Y como hemos de invertir en los jóvenes, voy a centrarme en ellos y, concretamente, en la enseñanza profesional y universitaria, que necesitarán cambios muy importantes. Y aquí conviene hacer un ejercicio de realismo: cuando uno se sube a un árbol, no se le ocurre cortar la rama en que está sentado. No va a ser fácil cambiar los hábitos de nuestros centros de enseñanza. Pero va a ser necesario.

A la universidad se llega por la escalera de la edad, desde abajo, porque se piensa que uno necesita una inmersión en formación antes de empezar a trabajar. Pero en el futuro necesitaremos varios periodos, no solo de actualización, sino de verdadero cambio de carrera. Habrá que crear varias puertas de entrada, a diversos niveles, con diferentes edades y para distintos objetivos.
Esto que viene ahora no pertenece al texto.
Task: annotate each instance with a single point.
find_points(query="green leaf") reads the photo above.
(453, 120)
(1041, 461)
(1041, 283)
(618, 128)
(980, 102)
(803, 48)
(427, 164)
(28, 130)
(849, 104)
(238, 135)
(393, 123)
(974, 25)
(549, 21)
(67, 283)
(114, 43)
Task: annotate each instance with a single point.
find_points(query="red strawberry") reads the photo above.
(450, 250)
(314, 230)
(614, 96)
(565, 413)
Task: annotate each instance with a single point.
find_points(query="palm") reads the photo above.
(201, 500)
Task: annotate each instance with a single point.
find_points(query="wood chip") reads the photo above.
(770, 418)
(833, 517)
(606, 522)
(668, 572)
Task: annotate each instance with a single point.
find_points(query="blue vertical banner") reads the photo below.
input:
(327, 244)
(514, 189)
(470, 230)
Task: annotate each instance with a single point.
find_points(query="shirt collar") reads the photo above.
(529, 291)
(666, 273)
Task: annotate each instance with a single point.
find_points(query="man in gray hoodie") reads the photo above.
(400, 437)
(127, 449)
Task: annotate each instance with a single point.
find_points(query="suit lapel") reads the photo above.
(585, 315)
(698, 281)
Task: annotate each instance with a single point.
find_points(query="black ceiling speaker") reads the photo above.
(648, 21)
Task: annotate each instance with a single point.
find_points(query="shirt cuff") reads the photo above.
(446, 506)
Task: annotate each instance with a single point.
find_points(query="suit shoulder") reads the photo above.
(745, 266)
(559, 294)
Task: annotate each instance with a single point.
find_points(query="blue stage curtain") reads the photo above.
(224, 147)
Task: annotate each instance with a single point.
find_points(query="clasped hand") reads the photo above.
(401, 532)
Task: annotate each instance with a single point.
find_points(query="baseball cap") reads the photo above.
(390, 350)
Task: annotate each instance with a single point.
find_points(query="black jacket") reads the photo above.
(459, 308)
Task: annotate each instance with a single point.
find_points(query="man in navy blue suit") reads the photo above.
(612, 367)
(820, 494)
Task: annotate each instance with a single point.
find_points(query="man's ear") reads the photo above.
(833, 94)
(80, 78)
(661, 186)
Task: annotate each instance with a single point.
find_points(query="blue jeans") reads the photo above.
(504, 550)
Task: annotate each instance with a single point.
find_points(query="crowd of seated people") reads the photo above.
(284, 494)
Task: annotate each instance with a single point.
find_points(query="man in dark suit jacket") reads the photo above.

Y tendremos que cambiar los contenidos. Lo que en el futuro contará no es saber cosas, sino saber pensar y desarrollar capacidades. Por tanto, menos especialización: carreras transversales, multidisciplinares; no bastará añadir un curso de literatura a una carrera de ingeniería. Rompamos la estructura de facultades y departamentos. Claro que también necesitaremos especialidades; por eso necesitaremos trayectorias distintas, para los que enseñen psicología a un joven de 20 años o a un director de personal en los 50.

¿De dónde saldrán las ideas? Ahora decimos: de la universidad. O sea: profesores, a investigar. Pero, de verdad, ¿de dónde vienen las ideas? De las empresas, de la experiencia, de centros de investigación... John Newman decía que la universidad debe propagar las ideas, no crearlas. O sea, dinamitemos las carreras docentes centradas en la investigación que tenemos ahora, y abramos un abanico de vías alternativas. Poco a poco, la sociedad ya ofrece muchas alternativas.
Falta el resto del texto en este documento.